London, Jul 10: Any issue of women's safety is "unfortunate" and joint efforts are needed to address this "social problem", Union minister Ravi Shankar Prasad has said.
Prasad also strongly refuted a recent survey by the Thomson Reuters Foundation that has ranked India as the world's most dangerous country for women, followed by war-torn Afghanistan and Syria, due to the high risk of sexual violence. Addressing an Indian Professionals Forum (IPF) summit at Asia House in London yesterday, the Minister of Law, Justice and Information Technology pointed out that the report had spoken to just 200-300 women in India out of a population of an estimated 1.3 billion.
"Let us not single out any country. Any problem of women's safety is unfortunate. It is a social problem...we have to work together to address these issues," he said. "We have taken steps and in the case of rape, we changed the law to bring in capital punishment [in cases involving minors]," he added.
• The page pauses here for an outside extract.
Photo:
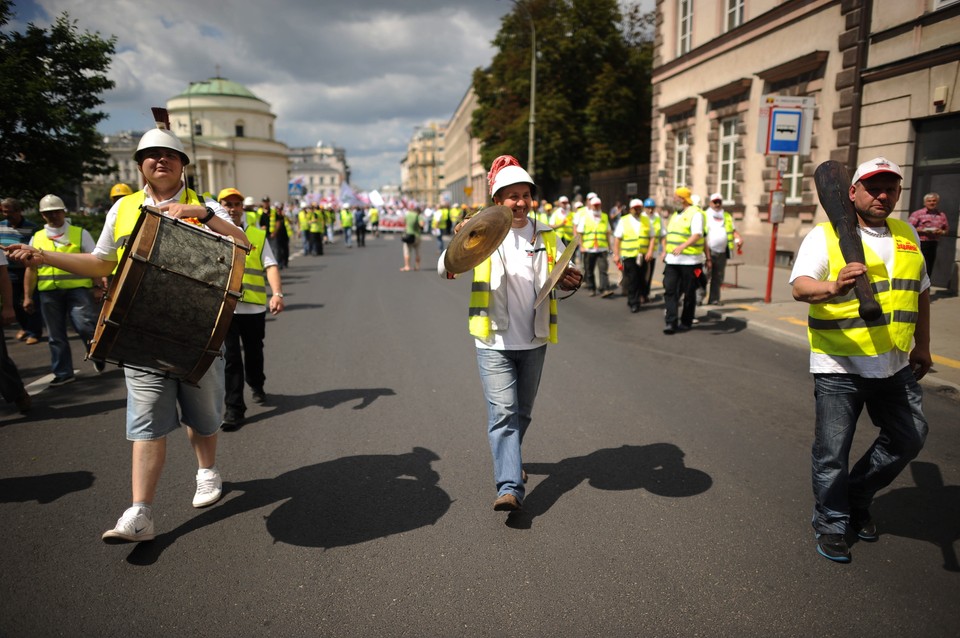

He also pointed to a report on women's safety and security by the European Commission, which he said did not present a "very good picture" about Europe. "The counter-view would be that today the defence minister of India is a woman, the foreign minister is a woman, the Speaker of our Parliament is a woman," he said.
The minister, who is on an official visit to the UK, was addressing the IPF on 'India: A Land of Digital Opportunities' and called on British companies to take advantage of an open foreign direct investment (FDI) regime in the IT sector to tap into one of the world's "biggest markets". "India’s digital economy is poised for great growth. It is a land of digital opportunities and we are working towards making digital empowerment a mass movement," he said.
"The UK-India relationship is politics neutral. It is very robust and stable, with a new ecosystem laid by the last visit of Prime Minister Modi to the UK with the UK-India Tech Alliance," the minister added. Prasad is scheduled to hold bilateral talks with the law and justice and IT ministers in the UK, during which he said the "larger narrative of freedom of movement" of Indian professionals and students would be among a wide range of issues to be discussed.